次のチェック項目にあるような毎日の動作でひとつでも該当すると、ロコモ予備軍かもしれないそうですよ。

  • チェック1 家の中でつまずいたり、滑ったりする
  • チェック2 片足立ちで靴下がはけなくなった
  • チェック3 階段を上るのに手すりが必要
  • チェック4 横断歩道を青信号で渡りきれない
  • チェック5 15分くらい続けて歩くことができない
  • チェック6 2㎏程度の買い物をして持ち帰るのが困難
  • チェック7 家のやや重い仕事が困難

 

予備軍になることは、やむを得ないと思うのですが、高齢になった際の食事に気を付けることを聞いてきました。
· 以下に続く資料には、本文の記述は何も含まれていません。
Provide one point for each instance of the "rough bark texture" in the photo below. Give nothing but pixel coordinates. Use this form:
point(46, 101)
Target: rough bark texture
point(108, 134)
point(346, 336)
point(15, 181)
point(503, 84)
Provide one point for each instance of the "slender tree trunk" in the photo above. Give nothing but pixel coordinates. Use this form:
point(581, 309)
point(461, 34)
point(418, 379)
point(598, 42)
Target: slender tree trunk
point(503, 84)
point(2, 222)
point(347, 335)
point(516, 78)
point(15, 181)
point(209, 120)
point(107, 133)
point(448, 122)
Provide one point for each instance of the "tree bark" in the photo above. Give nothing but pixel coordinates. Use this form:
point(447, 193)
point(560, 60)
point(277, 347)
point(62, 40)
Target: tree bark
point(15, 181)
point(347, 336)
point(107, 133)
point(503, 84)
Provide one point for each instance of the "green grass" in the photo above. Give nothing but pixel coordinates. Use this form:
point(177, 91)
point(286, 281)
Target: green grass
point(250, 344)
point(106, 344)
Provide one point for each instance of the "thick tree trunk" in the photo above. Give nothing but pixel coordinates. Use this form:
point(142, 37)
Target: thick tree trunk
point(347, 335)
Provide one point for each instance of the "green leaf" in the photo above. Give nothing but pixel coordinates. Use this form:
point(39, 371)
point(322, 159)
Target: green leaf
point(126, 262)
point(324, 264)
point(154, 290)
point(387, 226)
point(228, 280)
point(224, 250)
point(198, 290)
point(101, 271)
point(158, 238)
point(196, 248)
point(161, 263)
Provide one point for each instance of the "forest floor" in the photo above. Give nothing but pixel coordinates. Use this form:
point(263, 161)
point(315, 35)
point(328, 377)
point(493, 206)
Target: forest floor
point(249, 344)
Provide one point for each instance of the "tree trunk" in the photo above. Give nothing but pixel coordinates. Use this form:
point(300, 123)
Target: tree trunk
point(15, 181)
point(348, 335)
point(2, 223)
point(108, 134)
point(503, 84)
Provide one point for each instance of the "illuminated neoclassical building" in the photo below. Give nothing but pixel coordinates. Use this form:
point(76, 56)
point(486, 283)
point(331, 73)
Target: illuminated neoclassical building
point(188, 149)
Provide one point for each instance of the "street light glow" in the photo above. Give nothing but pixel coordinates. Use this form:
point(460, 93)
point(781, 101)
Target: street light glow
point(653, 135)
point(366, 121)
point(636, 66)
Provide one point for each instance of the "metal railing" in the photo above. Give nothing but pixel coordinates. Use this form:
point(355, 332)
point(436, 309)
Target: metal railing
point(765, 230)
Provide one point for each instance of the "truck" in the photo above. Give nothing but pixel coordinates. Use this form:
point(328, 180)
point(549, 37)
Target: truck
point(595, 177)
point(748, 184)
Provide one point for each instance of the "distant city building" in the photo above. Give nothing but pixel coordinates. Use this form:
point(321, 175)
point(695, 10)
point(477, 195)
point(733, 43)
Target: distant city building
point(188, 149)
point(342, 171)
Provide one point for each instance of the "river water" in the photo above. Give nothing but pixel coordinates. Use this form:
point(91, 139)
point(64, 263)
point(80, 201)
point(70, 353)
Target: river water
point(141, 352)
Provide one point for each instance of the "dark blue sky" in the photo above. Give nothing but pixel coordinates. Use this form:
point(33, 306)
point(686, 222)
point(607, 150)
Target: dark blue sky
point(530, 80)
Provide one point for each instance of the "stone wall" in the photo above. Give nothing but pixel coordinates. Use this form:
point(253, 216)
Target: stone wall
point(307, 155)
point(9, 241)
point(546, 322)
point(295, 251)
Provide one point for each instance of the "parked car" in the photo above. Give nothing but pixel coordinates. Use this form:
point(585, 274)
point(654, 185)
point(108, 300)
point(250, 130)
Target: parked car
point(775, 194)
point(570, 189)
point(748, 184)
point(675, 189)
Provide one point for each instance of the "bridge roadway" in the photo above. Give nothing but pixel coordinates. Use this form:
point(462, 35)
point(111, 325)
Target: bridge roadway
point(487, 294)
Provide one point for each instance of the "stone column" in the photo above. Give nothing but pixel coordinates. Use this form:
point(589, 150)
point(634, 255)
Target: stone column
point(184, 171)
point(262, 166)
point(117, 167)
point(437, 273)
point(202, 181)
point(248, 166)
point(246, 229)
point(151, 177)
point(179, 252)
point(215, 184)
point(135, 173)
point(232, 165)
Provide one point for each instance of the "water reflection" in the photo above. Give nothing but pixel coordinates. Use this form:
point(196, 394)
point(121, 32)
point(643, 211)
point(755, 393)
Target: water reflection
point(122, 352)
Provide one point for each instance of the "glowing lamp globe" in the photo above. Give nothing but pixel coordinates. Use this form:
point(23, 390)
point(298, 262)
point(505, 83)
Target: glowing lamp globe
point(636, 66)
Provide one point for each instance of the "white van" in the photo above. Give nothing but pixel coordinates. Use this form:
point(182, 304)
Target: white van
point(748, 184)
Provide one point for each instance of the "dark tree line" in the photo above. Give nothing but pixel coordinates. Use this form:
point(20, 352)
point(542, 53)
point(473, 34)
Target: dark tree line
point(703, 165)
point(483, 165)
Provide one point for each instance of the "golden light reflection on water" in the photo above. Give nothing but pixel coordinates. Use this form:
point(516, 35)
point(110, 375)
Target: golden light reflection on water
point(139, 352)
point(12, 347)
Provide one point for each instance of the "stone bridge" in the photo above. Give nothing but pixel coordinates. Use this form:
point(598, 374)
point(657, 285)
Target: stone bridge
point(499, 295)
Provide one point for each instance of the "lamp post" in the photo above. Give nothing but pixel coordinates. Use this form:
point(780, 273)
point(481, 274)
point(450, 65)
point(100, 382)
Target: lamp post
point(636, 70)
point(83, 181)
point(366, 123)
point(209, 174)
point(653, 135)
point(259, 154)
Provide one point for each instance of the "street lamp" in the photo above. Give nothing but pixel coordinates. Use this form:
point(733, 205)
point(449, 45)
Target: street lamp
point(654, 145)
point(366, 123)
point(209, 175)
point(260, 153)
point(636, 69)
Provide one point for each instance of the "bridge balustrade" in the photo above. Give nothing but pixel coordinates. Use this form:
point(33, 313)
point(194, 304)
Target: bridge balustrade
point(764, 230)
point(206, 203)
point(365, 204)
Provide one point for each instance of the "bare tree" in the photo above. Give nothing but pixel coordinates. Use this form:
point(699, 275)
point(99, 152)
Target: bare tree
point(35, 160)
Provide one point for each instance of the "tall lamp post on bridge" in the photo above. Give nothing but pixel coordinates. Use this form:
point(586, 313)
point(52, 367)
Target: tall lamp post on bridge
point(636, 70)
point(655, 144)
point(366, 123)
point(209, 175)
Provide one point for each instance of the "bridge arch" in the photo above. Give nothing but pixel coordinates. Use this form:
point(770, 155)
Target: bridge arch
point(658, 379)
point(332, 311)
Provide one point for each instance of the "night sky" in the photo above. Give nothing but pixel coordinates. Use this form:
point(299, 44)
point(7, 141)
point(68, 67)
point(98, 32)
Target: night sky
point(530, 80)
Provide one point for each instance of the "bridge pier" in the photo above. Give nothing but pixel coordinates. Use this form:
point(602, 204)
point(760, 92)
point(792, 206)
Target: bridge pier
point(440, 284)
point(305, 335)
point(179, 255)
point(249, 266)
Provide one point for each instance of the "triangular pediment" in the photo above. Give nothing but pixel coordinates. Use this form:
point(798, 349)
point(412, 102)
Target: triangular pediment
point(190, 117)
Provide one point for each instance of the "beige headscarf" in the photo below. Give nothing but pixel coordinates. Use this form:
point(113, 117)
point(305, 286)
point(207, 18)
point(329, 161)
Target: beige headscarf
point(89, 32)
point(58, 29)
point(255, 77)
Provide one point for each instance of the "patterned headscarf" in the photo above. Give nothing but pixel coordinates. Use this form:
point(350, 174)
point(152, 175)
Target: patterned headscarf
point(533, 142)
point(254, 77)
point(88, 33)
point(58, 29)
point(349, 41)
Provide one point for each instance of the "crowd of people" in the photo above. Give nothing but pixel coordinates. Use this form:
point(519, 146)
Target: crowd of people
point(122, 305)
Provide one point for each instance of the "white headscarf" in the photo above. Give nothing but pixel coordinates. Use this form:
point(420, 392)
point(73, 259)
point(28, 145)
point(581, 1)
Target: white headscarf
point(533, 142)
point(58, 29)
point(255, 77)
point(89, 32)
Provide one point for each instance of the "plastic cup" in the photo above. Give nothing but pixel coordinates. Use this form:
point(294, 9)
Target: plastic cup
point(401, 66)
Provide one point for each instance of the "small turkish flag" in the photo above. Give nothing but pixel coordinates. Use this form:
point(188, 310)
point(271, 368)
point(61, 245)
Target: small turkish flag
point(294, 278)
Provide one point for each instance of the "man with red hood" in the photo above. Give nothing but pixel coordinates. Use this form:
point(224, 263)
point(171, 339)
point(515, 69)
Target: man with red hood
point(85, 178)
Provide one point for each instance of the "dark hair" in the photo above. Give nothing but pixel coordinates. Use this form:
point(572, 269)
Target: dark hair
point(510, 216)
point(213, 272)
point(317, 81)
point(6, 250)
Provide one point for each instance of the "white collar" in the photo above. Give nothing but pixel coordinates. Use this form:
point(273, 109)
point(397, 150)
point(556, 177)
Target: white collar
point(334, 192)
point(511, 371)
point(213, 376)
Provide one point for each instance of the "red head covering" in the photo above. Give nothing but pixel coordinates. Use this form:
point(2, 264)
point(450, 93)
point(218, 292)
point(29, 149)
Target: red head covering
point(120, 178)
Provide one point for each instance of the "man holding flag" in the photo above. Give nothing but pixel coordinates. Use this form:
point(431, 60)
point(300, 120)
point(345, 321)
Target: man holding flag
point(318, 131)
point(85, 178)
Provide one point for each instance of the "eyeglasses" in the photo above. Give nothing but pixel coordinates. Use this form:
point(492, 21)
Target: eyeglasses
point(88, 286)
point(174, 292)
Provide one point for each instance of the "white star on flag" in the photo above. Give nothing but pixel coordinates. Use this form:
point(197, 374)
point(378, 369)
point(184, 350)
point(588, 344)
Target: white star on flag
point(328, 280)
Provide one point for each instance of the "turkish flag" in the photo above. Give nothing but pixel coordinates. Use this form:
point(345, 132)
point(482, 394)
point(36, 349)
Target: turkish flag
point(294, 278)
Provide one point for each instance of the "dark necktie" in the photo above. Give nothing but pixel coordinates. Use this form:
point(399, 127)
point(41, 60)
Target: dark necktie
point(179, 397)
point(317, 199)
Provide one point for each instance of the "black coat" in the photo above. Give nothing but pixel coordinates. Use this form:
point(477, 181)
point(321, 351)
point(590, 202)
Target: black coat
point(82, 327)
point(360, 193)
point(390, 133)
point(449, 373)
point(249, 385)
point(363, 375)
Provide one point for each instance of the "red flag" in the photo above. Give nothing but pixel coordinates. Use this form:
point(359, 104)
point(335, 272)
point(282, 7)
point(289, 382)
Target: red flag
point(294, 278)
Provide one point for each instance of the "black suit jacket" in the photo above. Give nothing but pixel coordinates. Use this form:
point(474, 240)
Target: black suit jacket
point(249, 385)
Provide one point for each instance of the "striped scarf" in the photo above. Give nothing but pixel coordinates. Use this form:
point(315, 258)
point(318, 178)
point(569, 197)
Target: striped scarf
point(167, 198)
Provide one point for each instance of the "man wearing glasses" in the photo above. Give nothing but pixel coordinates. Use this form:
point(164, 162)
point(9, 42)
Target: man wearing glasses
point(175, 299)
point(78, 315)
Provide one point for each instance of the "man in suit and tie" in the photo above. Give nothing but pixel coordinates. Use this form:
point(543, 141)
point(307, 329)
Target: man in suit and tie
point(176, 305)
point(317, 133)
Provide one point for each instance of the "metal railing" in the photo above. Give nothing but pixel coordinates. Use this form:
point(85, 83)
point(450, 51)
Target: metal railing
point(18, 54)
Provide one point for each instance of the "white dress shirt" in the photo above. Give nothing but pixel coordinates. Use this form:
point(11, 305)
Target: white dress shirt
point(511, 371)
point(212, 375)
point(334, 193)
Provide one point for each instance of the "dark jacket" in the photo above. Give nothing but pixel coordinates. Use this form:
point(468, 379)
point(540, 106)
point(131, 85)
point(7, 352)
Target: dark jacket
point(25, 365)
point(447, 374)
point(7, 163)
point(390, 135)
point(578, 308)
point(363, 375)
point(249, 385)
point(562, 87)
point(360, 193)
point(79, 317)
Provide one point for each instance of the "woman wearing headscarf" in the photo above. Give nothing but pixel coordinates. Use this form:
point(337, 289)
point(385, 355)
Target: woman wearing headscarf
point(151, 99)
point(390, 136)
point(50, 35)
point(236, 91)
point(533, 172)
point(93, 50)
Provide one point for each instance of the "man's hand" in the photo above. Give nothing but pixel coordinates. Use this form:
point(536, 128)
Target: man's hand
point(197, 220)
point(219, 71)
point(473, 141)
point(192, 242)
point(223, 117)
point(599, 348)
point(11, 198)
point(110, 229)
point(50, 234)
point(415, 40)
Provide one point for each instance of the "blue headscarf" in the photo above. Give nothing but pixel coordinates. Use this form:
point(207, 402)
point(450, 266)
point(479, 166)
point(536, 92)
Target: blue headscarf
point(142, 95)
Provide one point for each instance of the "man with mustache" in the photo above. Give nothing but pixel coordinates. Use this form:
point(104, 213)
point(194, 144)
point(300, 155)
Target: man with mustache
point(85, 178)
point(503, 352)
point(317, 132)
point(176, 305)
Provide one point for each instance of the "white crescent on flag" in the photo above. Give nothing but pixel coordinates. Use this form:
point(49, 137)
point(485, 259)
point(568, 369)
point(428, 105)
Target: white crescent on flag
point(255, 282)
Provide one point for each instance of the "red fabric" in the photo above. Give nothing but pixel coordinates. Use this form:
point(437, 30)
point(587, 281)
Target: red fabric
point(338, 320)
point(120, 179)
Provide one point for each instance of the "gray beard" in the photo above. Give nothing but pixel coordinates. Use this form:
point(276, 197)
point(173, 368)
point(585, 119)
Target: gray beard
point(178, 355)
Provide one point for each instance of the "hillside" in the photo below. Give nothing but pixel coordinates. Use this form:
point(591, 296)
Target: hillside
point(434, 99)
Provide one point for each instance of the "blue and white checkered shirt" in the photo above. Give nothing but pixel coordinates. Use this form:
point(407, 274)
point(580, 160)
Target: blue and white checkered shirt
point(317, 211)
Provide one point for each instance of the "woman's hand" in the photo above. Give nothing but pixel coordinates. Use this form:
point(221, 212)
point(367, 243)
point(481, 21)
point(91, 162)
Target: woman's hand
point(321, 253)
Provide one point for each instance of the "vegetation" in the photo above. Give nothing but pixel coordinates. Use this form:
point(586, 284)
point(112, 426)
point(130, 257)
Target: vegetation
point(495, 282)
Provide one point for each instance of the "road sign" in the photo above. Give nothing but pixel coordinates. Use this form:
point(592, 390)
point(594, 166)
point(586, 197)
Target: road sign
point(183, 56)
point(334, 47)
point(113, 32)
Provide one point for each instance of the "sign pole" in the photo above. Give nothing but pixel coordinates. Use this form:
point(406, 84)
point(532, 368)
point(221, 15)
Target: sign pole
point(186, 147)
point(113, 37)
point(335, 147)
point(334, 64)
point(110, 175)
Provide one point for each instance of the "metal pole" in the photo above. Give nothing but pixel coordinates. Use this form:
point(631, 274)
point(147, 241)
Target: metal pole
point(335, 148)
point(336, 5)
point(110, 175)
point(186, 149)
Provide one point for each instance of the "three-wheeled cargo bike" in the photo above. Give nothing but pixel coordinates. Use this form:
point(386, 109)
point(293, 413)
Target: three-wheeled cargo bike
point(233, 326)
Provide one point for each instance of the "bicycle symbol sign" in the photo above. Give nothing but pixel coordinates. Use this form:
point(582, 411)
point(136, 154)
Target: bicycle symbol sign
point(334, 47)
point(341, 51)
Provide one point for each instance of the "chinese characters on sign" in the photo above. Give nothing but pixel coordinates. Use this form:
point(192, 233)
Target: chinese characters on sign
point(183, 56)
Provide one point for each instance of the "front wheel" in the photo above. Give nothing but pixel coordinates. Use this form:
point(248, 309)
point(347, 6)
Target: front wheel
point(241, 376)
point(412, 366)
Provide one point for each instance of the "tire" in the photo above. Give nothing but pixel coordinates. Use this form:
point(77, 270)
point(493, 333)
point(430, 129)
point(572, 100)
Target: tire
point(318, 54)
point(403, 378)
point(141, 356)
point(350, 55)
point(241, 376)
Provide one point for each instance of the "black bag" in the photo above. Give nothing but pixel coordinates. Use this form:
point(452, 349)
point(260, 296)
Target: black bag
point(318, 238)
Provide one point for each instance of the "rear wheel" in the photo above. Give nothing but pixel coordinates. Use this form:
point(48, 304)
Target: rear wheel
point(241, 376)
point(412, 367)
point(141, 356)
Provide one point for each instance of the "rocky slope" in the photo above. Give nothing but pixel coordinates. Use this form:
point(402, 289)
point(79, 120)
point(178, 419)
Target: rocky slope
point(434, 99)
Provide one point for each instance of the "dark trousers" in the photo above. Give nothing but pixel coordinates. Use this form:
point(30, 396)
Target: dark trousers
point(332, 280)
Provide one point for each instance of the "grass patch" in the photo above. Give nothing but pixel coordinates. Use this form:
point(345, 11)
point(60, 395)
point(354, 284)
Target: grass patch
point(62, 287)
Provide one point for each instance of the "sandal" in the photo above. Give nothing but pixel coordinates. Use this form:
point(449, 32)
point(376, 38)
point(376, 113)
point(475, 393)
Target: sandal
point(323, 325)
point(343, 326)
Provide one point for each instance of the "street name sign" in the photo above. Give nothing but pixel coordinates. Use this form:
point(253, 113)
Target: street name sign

そもそもの高齢期(一般的には65歳以上)の食事のポイントは、

  1. 個人差があること
  2. 高齢期の身体の変化を知ること
  3. 低栄養の予防をすること

だそうです。
1と2は毎日の動作で気づくことができると思いますが、3の「低栄養」はなかなか把握しにくい。

 

そして高齢期の特徴としては、

  • 視覚味覚の低下
  • 消化能力の低下
  • 免疫力の低下
  • 複数の病気・症状を持つことが多い
  • 廃用性症候群(筋力低下や関節が固くなる)
  • 脱水

があげられます。

この状態をふまえた上で、低栄養になる原因として考えられているのが次の4つ。

  1. 入れ歯が合わない事による食欲低下
  2. 味覚の低下により料理の味を感じにくくなり食べたいと思わない
  3. 足腰が弱り、運動ができず食欲が落ちる
  4. 食欲不振や料理自体がおっくうになり、閉じこもりがちになる

 

確かに、入れ歯のことは今の私には想像がつかないですが、たべる基本は「歯」ですよね。
食べること、そして適度な運動をすることが大切。

本来、体に必要なたんぱく質やエネルギーが不足することが続くと、要介護認定の状況になりかねませんね。
低栄養を予防する食生活のポイントをまとめると次の9つだそうです。

  1. バランスのとれた食事;主食、主菜、副菜
  2. 規則正しい食事;胃や腸の負担を軽くするために良いそうです
  3. 腹八分目を目安に;自分の適量を守ること
  4. 魚・肉・卵・大豆製品のどれかを毎食、たべる;小食になるとタンパク質不足になりがち。
  5. 油は1日大さじ1~2杯
  6. 新鮮な野菜、果物も欠かさずに;ビタミンの抗酸化作用で老化防止
  7. 牛乳・乳製品は積極的に;カルシウムの摂取量を減らさないように
  8. 塩辛い食事は控えて;香味野菜や香辛料などで薄味でも工夫
  9. 便秘と下痢、水分不足には特に注意

と、まぁ、一人での生活では、なかなか気づけないことばかり。

 

どんな風に社会とつながりをもって生活していくのか、食事と運動を一人でしない。
複数での食事、トレーニングをする仲間が求められているなぁ。としみじみを考えた講座でした。